L'urbaniste liégeoise Sophie Tilman milite pour des politiques ambitieuses afin de freiner l'étalement urbain. Elle cible notamment les friches industrielles pour booster la densification du bâti.
Depuis plusieurs années, les urbanistes se penchent sur la question de la densification urbaine, poussés par un double constat: la population ne cesse d’augmenter – et avec elle le besoin en logements – tandis que les réserves foncières sont progressivement grignotées par l’étalement des villes et villages au détriment des campagnes. Plus qu’une simple tendance popularisée par les jeunes générations pétries d'urbanité et de mobilité douce, le retour en ville est devenu une nécessité.
“Ce n’est pas un choix mais un état de fait économique et environnemental”, abonde Sophie Tilman, architecte-urbaniste et administratrice déléguée du bureau d'études liégeois en aménagement du territoire Pluris. Une dimension intrinsèquement liée à des problèmes de mobilité. “On le voit partout, dans nos agglomérations comme dans nos campagnes: même la plus petite bourgade est saturée aux heures de pointe. La seule solution est le rapprochement du domicile et du lieu de travail.”
“La périurbanisation continue d’être galopante et le sera pour longtemps."
Le plus important est de freiner l’étalement urbain, souligne-t-elle. Et il y a urgence car, entre la volonté politique et la réalité de terrain, le temps de réaction est extrêmement long. “La périurbanisation continue d’être galopante et le sera pour longtemps. On s’apprête à subir pendant des années encore le développement de projets dont les permis ont été accordés par le passé.
Changer les mentalités en matière d’aménagement du territoire et d’urbanisme s’apparente à faire bouger un paquebot. L’inertie est épouvantable! Il faut au moins une génération pour percevoir l'effet d'une politique territoriale.”
Des tours et des friches
D'autant, pointe l’urbaniste, qu’il est “plus facile de dire stop que de dire encore”. Les communes rurales l’ont bien compris, qui ont pour beaucoup mis le holà au bétonnage de leur foncier. “À l’inverse, les villes qui sont supposées produire du logement à grande échelle ne le font pas”, déplore-t-elle. La raison?
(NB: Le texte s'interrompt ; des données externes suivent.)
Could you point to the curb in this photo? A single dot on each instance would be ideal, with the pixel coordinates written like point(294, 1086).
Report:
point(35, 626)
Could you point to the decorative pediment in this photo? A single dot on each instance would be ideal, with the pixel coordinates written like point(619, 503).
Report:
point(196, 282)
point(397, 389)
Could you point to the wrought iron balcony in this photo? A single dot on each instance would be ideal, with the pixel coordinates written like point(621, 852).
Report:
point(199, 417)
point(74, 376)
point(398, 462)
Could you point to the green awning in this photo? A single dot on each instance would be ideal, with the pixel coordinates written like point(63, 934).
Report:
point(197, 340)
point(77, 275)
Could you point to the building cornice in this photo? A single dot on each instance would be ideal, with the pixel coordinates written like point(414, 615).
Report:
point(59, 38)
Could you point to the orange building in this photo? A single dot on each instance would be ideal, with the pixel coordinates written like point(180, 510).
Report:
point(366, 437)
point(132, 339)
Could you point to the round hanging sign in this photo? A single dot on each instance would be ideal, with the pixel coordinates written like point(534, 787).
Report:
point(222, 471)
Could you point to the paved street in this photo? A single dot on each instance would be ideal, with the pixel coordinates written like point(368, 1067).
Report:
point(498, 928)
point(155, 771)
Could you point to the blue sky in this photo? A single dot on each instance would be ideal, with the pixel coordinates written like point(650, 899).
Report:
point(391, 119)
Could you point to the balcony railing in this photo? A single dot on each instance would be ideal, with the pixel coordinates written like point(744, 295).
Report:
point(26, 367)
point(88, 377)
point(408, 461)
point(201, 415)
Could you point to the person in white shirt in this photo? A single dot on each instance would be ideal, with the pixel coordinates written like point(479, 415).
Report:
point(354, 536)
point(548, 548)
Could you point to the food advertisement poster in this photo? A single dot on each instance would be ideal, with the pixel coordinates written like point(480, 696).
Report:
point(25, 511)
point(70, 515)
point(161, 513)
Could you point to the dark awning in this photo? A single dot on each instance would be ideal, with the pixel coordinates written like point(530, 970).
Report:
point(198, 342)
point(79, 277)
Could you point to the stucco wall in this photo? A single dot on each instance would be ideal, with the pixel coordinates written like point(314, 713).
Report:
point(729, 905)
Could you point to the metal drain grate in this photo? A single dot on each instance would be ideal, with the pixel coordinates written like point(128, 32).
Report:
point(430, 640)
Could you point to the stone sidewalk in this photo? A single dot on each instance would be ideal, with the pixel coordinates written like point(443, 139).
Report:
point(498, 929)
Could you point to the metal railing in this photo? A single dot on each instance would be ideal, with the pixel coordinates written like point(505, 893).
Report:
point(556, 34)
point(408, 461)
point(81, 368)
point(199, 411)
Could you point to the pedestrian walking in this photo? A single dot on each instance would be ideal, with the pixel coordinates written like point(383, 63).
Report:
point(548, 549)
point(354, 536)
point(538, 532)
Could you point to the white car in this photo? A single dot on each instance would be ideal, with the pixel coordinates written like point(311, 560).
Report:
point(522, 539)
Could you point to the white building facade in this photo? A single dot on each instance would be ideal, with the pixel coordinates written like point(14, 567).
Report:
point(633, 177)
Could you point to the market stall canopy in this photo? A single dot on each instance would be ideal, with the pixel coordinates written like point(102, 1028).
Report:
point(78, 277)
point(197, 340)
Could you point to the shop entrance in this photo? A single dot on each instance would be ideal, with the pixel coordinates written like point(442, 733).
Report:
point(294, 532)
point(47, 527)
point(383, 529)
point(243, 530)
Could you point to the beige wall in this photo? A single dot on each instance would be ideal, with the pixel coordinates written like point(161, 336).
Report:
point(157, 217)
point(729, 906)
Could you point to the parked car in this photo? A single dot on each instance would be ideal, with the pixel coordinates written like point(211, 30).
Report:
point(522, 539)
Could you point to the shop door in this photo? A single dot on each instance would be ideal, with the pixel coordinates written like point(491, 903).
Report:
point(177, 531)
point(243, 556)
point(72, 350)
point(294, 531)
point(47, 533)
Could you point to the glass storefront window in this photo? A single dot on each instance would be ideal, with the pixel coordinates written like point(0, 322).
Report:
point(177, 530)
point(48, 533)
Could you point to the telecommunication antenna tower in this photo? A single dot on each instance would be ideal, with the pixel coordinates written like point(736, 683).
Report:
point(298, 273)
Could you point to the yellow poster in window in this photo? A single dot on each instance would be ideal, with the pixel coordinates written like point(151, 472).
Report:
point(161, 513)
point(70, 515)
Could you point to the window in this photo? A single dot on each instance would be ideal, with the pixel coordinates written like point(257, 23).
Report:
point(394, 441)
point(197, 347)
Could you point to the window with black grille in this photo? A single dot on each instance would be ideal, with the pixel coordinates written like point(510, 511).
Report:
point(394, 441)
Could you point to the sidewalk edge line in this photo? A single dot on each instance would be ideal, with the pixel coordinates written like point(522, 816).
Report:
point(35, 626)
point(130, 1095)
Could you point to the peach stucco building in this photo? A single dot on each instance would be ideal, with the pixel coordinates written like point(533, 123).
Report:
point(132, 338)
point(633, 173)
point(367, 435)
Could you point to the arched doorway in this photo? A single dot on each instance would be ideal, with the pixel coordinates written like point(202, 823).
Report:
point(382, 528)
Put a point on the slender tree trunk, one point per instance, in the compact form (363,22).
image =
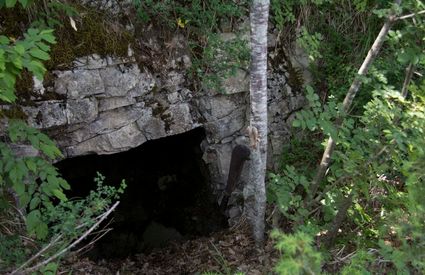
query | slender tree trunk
(258,120)
(373,52)
(409,74)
La peur des élus d’engager des politiques peu populaires – l’effet NIMBY, “not in my backyard”, est plus prégnant que jamais – et de s’en trouver sanctionnés par leur électorat. C'est bien connu, en la matière, “le Wallon, comme le Flamand, conserve l’illusion du bonheur de la maison quatre-façades”, assène Sophie Tilman.
Pour la Liégeoise, “densifier les villes tout en y maintenant une qualité de vie impose de se débarrasser de la voiture, de miser sur la régénération urbaine (en d’autres termes, la démolition-reconstruction, NDLR), de réaffecter les friches et, surtout, d’arrêter d'avoir peur des gabarits. Je ne dis pas qu'il faut faire des tours partout, mais quand on crie au scandale dès qu'on dépasse le R+3, cela devient ridicule. Il faut obliger à densifier!”
De tout ce que l'urbaniste préconise, la réaffectation des friches est la solution la plus consensuelle. “Des friches, il y en a partout, dans les villes comme dans les villages. De petites industries désaffectées, des garages, des hangars…” D’autres types de friche sont à l’étude, tels que les retail parks, issus du développement commercial de la fin des années 90 et du début des années 2000.
“Souvent, il s’agit de sites déstructurés, situés au bord des grandes routes, en périphérie des villes.” Autre piste: la réorganisation des implantations scolaires, car “dans les villes, nombre de développements scolaires se sont faits de façon anarchique et pourraient être rationalisés.”